Gawai Arka berdering. Ia langsung mengangkatnya.
“Kamu dimana?” tanya bu Haifa.
“Di rumah sakit Ma.”
“Astaghfirullah, siapa yang sakit?”
“Nisa Ma,” balas Arka bersemangat. Kali ini, ia berada di titik di mana hidupnya terasa begitu bahagia.
“Istrimu sakit, tapi kamu kedengaran bahagia. Suami macam apa kamu itu?”
“Sakitnya positif hamil.”
Bu Haifa sujud syukur, lalu berdiri kembali. “Alhamdulillah, akhirnya mama dapat cucu.”

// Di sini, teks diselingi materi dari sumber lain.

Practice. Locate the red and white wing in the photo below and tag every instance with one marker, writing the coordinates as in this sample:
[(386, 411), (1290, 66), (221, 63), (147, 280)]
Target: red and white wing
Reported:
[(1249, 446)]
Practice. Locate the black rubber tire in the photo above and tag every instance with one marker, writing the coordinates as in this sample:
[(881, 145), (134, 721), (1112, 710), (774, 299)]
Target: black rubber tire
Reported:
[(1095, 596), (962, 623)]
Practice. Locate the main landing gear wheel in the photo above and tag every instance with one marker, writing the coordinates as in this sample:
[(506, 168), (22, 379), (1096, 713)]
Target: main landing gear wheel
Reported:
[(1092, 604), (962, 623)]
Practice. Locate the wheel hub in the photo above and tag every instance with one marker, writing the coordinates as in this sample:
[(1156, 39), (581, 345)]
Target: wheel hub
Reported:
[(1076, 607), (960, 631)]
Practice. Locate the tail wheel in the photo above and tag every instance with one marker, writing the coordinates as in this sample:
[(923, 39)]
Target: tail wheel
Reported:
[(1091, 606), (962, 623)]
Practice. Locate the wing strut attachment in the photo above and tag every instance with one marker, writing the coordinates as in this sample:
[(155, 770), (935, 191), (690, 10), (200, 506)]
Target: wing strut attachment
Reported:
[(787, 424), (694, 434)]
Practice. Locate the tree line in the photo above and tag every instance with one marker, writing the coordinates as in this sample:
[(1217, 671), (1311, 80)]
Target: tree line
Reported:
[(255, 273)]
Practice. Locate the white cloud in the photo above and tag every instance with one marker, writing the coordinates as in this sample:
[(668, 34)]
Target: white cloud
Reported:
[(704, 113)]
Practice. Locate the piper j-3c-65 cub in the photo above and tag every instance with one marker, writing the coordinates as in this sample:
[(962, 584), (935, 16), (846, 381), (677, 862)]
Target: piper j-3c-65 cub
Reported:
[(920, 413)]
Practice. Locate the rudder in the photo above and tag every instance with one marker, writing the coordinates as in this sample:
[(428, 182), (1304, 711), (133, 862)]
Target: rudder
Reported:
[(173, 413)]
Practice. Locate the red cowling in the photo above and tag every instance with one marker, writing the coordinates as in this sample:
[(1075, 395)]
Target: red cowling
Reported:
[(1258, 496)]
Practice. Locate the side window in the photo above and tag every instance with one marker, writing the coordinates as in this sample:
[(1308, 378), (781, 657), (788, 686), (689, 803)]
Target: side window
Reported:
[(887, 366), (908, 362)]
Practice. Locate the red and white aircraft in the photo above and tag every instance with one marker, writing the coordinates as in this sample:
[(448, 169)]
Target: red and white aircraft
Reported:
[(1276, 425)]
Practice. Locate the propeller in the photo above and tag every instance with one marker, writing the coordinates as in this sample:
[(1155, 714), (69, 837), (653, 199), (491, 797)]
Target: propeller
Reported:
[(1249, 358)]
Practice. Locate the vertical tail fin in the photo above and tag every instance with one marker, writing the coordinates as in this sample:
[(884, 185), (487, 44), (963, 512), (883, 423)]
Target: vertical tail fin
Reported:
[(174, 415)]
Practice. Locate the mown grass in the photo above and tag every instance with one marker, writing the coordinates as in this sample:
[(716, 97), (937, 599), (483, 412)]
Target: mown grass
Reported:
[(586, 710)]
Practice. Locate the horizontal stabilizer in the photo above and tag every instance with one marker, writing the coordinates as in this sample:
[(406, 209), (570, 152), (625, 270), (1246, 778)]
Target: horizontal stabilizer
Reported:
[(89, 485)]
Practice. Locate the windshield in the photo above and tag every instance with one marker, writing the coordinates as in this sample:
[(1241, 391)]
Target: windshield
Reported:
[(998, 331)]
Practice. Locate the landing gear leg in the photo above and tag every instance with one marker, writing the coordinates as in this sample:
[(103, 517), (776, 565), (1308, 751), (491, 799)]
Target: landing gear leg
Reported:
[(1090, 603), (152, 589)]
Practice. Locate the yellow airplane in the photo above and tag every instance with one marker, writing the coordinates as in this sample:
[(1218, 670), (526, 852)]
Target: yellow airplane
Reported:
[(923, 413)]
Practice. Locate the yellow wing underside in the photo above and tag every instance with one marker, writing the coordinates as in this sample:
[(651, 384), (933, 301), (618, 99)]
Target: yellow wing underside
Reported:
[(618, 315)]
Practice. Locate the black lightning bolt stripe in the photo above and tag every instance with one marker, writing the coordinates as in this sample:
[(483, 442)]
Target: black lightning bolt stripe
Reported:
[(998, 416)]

“Nisa mengandung?” tanya oma setelah mencerna kalimat bu Haifa.
“Iya, Ma.”
“Mama kenapa menelepon?” tanya Arka.
“Ini, kami ada di mansionmu. Tapi tidak ada orang di sini, makanya mama menelepon. Kalau begitu, kami ke situ saja. Omamu kangen, mau cepat-cepat ketemu Nisa. Kamu di rumah sakit mana?”
“Di rumah sakit tempat oma dirawat dulu, Ma.”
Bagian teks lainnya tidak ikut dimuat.